Qu’est-ce que c’est, les raisons
Dépendre de l’opinion de quelqu’un d’autre fait qu’une personne ne pense pas à ses propres besoins et intérêts. Une personne dépendante ne pose pas de questions sur ce qu’elle est, ce qu’elle veut. Il veut savoir à quoi il ressemble dans les yeux des autres, comment le monde veut le voir, comment les autres l’acceptent.

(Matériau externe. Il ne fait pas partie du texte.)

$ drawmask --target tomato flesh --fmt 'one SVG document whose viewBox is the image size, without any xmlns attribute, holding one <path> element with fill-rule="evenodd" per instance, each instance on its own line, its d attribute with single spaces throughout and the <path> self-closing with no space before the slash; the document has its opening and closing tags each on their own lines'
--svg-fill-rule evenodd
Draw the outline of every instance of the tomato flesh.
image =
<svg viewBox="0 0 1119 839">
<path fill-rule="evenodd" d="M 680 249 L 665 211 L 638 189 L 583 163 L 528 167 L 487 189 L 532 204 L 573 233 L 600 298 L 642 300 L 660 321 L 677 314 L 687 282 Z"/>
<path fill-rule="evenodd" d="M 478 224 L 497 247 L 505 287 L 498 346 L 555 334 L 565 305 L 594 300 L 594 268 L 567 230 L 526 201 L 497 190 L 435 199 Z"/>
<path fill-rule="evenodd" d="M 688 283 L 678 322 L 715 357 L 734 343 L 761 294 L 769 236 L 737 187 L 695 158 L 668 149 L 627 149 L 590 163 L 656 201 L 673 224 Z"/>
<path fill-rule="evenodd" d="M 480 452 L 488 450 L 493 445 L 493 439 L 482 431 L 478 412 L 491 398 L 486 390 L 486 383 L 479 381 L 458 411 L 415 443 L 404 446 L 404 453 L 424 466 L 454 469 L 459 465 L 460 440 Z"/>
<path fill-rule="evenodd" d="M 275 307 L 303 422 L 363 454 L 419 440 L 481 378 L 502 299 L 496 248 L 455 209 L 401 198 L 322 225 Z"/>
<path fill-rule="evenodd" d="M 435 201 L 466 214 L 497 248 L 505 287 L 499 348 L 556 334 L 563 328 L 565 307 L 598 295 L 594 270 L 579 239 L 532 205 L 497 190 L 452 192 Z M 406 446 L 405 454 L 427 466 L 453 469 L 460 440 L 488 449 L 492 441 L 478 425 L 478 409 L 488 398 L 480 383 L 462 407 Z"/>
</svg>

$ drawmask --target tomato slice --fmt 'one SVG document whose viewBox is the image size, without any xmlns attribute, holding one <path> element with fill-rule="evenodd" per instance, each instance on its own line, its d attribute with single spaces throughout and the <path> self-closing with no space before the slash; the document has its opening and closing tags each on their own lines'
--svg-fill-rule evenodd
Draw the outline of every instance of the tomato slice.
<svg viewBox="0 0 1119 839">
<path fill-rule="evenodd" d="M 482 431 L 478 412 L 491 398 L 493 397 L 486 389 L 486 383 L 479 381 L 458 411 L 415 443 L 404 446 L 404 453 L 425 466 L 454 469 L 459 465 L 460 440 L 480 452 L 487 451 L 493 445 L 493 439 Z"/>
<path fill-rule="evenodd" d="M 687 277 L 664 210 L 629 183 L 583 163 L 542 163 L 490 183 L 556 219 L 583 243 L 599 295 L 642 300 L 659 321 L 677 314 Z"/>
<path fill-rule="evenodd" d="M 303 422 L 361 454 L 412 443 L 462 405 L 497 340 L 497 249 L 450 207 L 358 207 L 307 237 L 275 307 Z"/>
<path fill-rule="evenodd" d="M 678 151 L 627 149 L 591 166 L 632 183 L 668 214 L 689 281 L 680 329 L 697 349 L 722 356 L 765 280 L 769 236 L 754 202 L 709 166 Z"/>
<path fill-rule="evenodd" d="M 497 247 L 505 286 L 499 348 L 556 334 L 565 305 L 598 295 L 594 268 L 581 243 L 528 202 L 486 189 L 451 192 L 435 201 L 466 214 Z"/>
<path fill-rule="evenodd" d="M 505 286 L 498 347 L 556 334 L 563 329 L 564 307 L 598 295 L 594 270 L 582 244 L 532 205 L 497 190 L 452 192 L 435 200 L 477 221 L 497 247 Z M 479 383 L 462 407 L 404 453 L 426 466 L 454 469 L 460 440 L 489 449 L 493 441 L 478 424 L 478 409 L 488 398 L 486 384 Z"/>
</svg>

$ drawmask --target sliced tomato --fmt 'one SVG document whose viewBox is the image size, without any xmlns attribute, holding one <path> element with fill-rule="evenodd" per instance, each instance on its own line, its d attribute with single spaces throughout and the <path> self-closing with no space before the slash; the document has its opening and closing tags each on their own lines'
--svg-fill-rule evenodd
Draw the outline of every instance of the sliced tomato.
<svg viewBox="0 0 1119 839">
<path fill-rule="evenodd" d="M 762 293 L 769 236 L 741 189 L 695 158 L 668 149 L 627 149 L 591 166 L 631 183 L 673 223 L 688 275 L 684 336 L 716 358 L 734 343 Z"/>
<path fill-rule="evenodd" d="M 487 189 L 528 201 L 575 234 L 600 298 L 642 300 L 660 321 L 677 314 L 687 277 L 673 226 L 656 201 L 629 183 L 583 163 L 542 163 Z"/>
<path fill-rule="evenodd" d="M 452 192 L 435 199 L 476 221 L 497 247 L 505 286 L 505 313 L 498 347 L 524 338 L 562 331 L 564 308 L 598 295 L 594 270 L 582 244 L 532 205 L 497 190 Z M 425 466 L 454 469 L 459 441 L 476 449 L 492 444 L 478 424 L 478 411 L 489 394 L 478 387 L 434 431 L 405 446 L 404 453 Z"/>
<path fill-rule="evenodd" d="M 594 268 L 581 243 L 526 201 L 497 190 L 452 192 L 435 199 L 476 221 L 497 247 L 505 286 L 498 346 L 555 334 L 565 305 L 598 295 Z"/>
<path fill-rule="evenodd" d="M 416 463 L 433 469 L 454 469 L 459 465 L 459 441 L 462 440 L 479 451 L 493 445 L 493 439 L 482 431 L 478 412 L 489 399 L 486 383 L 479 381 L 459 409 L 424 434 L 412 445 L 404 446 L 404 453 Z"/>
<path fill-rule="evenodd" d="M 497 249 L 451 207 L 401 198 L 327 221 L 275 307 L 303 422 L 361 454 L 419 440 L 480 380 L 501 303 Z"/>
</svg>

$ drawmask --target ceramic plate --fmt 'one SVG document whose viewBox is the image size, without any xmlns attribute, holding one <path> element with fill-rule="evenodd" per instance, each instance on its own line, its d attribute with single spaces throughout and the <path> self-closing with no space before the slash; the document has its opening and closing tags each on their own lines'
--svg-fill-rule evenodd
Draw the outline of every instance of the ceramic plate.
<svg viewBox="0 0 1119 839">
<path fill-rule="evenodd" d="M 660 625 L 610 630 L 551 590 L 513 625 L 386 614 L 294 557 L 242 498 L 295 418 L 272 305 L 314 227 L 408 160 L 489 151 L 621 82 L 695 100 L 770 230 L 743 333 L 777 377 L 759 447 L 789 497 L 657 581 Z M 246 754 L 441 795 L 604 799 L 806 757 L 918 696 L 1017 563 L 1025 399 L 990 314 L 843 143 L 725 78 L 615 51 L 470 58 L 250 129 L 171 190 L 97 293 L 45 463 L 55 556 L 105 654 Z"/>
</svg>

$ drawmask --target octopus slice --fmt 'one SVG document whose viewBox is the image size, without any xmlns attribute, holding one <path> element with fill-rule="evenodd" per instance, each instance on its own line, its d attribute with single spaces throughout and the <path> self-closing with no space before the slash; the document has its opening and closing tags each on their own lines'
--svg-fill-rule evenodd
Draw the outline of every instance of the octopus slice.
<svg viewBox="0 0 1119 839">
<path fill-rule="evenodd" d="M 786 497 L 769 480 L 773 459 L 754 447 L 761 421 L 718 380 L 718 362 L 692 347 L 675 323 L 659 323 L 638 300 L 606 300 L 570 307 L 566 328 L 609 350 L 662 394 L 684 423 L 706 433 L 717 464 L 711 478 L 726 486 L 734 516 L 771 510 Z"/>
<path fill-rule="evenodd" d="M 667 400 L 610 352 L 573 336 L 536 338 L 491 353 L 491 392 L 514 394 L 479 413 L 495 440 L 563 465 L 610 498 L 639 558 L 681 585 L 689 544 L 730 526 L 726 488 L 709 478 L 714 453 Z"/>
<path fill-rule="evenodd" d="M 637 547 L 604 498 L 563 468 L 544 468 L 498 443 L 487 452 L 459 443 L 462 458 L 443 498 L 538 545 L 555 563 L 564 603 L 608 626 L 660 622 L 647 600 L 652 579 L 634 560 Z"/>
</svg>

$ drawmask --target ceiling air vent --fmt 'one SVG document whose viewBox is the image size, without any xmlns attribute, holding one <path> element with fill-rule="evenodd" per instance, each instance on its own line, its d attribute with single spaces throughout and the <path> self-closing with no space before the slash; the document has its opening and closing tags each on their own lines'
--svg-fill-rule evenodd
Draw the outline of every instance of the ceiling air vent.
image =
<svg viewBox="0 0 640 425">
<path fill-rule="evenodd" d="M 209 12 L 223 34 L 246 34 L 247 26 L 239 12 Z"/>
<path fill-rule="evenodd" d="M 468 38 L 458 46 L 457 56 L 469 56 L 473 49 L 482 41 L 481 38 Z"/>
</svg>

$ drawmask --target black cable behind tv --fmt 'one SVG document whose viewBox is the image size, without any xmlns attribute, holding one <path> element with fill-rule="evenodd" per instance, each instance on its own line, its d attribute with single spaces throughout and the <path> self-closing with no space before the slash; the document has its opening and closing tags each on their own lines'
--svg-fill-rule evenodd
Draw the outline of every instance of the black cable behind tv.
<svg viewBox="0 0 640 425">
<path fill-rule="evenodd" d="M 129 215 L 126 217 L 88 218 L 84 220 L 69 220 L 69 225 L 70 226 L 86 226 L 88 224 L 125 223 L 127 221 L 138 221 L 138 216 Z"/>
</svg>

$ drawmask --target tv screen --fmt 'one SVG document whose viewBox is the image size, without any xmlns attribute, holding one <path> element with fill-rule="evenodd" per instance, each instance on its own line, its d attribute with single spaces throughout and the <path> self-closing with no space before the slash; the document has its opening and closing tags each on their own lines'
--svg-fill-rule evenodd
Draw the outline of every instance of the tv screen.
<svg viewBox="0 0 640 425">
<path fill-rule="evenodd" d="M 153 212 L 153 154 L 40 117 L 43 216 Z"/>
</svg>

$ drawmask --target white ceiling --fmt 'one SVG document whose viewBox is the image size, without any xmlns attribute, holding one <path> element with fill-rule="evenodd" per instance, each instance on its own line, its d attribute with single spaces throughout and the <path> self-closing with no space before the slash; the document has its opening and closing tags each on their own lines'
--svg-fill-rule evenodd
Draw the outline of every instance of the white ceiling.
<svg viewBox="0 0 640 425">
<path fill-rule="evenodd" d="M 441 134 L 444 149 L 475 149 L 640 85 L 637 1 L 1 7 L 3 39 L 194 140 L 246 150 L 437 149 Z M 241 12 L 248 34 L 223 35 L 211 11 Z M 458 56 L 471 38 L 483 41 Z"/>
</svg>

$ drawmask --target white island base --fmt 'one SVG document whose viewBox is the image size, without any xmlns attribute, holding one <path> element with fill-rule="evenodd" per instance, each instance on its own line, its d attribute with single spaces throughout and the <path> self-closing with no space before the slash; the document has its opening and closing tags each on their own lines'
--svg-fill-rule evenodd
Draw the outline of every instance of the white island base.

Les raisons de la dépendance sociale résident dans l’enfance :
- Probablement, l’enfant a dû mendier l’amour de ses parents. Si l’on devait attirer l’attention, il n’est pas étonnant que l’attitude « ils m’aiment comme ça, mais ils ne m’aiment pas comme ça » soit passée à l’âge adulte.
- La deuxième condition préalable à une telle réflexion est la suppression de l’indépendance de l’enfant. Lorsqu’une personne n’a pas sa propre vision du monde, ses propres croyances, elle s’adapte aux idées des autres.
- Eh bien, le troisième préalable, c’est l’éducation dans des conditions de répression, de critique, d’insultes. Les reproches constants des parents étouffent l’initiative de l’enfant.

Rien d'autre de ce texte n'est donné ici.